On average, only one in three B2B marketers can give a full accounting of their department’s revenue earned. Of those who can, almost all of them use marketing database services to show them what Wanamaker never had the tools to reveal. These successful marketers use three proven strategies to transform the organization’s view of marketing from a cost to a revenue driver:
- Implement technology with a marketing automation consultant
- Think in terms of profit and loss by assigning concrete values to marketing activities
- Use marketing AI to its fullest advantage
To executives outside the marketing department, activity in the office might seem like a purely creative endeavor. That’s certainly part of marketing, but it doesn’t tell the whole story, especially now that database marketing is the rule in B2B sectors. We’re living in the digital age; marketers who aren’t there yet are at risk of being left behind altogether. Marketing automation and data-driven campaigns are no longer optional.
To get a marketing automation system online and operational takes more than a plug-and-play approach. A marketing database manager with experience migrating and cleansing data gives your system the start it needs to become a high-powered revenue driver. Marketing operations managers create the roadmap your organization will use to figure out precisely which half (or more) of your marketing efforts work. Wanamaker’s dream is now a reality, thanks to marketing automation.
Marketing as a Revenue Engine
Marketers are often task-oriented, thinking in terms of what they need to do next in a linear progression. Revenue-based marketing skips ahead to the end result of marketing – ideally, a sale. How much of that sale is ultimately attributable to a successful campaign, and how much did the campaign cost? In terms of profit and loss, what’s the real value of each part of your marketing efforts? What contributed most to its success?
The answers might come as a surprise even to experienced marketers. Social media, for example, has a very low buy-in but depending on your business, it may produce little in terms of results compared to a costlier but more effective direct mail campaign.
The High-Performance Database
In Wanamaker’s heyday, the manual typewriter was the apex of technology.

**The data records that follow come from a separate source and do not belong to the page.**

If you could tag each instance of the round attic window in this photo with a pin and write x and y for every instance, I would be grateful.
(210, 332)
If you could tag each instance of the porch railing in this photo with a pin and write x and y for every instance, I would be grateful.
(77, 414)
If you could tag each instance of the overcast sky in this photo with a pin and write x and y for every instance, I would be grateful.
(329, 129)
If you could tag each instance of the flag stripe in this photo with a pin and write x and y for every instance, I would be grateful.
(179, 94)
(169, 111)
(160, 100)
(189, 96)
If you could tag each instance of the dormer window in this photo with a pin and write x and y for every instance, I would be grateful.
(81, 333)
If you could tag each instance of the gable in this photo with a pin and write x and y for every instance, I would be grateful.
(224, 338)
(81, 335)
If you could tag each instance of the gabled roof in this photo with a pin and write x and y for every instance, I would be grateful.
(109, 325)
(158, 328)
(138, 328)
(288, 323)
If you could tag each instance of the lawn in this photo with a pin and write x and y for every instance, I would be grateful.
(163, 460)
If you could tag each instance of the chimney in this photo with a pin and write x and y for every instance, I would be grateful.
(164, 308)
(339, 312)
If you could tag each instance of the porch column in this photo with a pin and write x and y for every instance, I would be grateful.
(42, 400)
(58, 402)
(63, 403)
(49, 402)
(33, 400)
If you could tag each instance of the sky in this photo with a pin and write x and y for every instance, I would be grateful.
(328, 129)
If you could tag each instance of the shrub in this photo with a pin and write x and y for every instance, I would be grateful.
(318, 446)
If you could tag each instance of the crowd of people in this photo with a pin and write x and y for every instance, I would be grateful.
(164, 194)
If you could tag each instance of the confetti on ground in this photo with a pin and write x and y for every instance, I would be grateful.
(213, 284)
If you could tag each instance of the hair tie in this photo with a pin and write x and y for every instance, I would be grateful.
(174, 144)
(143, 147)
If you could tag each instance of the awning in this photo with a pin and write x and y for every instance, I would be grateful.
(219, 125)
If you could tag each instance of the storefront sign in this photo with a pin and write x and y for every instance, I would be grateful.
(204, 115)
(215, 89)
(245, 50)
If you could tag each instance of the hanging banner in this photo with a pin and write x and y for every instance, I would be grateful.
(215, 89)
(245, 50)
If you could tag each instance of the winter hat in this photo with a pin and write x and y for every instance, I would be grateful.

A relational database that could put millions of pieces of data in context and show you exactly where your marketing efforts are paying off would have been science fiction to him. Frankly, they’re still somewhat beyond the reach of many companies today – even ones that have access to marketing automation technology.
The tech alone isn’t enough; you also need the experience to use it. In-house solutions are a challenge, but marketing automation consultants can pull your database together in less time than you think and put revenue marketing within reach.